The video below demonstrates how a team of researchers from the University of Sussex and University of Bristol put together a layer of the finely engineered material in the form of small bricks that can introduce a phase change to sound waves passing through them – this is similar to the effect that allows for the control of sound waves as they pass through woodwind instruments.

By arranging 16 different types of the bricks into a single layer on a grid, the team was able to use sound waves to actually levitate a tiny polystyrene bead. The team was also able to successfully levitate the bead using a different configuration made up of only eight different types of bricks.

Metamaterial bricks and quantization of meta-surfaces - Long Version

The bricks work by slowing down incoming sound to allow for it to be transformed.
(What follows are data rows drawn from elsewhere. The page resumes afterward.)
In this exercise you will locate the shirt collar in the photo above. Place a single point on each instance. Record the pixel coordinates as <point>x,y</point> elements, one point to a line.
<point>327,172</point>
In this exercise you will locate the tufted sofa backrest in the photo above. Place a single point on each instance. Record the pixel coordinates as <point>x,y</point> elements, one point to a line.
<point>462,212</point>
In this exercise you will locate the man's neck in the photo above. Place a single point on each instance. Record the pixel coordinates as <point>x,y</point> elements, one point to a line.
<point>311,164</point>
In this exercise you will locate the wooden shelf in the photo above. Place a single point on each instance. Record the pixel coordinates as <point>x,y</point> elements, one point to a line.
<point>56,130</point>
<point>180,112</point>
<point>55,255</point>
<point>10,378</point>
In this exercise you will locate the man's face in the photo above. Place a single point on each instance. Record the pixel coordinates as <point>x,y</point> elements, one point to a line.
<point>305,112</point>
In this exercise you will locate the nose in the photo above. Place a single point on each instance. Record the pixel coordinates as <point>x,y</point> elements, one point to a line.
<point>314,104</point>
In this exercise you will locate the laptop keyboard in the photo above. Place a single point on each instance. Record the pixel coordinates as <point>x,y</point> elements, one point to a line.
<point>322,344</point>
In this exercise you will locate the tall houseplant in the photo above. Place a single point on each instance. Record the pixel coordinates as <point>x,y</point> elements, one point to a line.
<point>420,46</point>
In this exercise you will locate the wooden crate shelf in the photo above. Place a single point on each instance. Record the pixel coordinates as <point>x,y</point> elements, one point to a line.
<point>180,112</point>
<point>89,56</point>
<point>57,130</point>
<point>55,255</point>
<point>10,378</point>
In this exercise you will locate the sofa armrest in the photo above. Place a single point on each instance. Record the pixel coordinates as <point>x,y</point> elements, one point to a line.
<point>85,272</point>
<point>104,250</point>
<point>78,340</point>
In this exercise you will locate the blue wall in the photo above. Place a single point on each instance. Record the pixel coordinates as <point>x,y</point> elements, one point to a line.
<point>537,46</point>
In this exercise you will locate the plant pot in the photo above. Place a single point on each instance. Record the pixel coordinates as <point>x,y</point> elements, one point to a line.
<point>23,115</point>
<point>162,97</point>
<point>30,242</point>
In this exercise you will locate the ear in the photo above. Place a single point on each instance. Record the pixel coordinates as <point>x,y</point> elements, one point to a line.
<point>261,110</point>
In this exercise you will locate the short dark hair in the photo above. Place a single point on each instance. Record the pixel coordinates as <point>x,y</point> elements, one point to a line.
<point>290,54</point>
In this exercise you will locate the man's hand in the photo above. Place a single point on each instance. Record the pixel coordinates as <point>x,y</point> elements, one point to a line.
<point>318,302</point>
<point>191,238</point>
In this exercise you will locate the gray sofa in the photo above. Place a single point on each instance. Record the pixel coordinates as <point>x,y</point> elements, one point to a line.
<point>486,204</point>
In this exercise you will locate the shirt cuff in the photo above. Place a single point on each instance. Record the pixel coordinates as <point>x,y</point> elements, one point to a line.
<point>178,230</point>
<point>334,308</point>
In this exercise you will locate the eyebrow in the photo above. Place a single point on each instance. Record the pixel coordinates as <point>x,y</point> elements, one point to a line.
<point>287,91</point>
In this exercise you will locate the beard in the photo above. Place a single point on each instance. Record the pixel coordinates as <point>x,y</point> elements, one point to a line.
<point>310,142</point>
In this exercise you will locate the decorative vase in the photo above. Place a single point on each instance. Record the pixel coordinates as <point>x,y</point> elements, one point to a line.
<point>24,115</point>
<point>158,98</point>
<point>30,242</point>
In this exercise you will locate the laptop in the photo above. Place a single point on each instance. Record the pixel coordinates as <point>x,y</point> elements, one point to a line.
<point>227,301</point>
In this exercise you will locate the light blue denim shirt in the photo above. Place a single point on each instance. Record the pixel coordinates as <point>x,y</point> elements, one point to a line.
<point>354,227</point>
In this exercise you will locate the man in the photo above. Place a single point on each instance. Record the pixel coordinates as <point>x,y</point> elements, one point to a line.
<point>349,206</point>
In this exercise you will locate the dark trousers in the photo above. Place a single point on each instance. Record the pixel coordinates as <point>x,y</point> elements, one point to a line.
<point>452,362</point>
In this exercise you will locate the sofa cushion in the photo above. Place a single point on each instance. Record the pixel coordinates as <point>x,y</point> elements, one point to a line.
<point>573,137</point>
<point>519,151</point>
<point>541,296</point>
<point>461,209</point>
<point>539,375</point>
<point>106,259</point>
"We want to create acoustic devices that manipulate sound with the same ease and flexibility with which LCDs and projectors do to light," explained Prof. Sriram Subramanian, Head of the Interact Lab at the University of Sussex.

Precisely shaped sounds are used in medical imaging and therapy as well as in consumer audio products. The researchers envision new applications like creating audio hotspots or focusing high-intensity ultrasound waves to attack tumors in the body.

Metamaterial bricks can be arranged into a layer to shape and transform sound
Metamaterial bricks can be arranged into a layer to shape and transform sound

"In the future I think there will be many exciting applications of this technology," said Bruce Drinkwater, Professor of Ultrasonics at the University of Bristol. "We are now working on making the metamaterial layers dynamically reconfigurable. This will mean we can make cheap imaging systems which could be used either for medical diagnostics or crack detection."

The team's research was published Monday in the journal Nature Communications, and lays out a cheap and simple way to take advantage of the new metamaterials.

"Our metamaterial bricks can be 3D printed and then assembled together to form any sound field you can imagine," said Dr. Gianluca Memoli at the University of Sussex, who led the study. "You can think of a box of our metamaterial bricks as a do-it-yourself acoustics kit."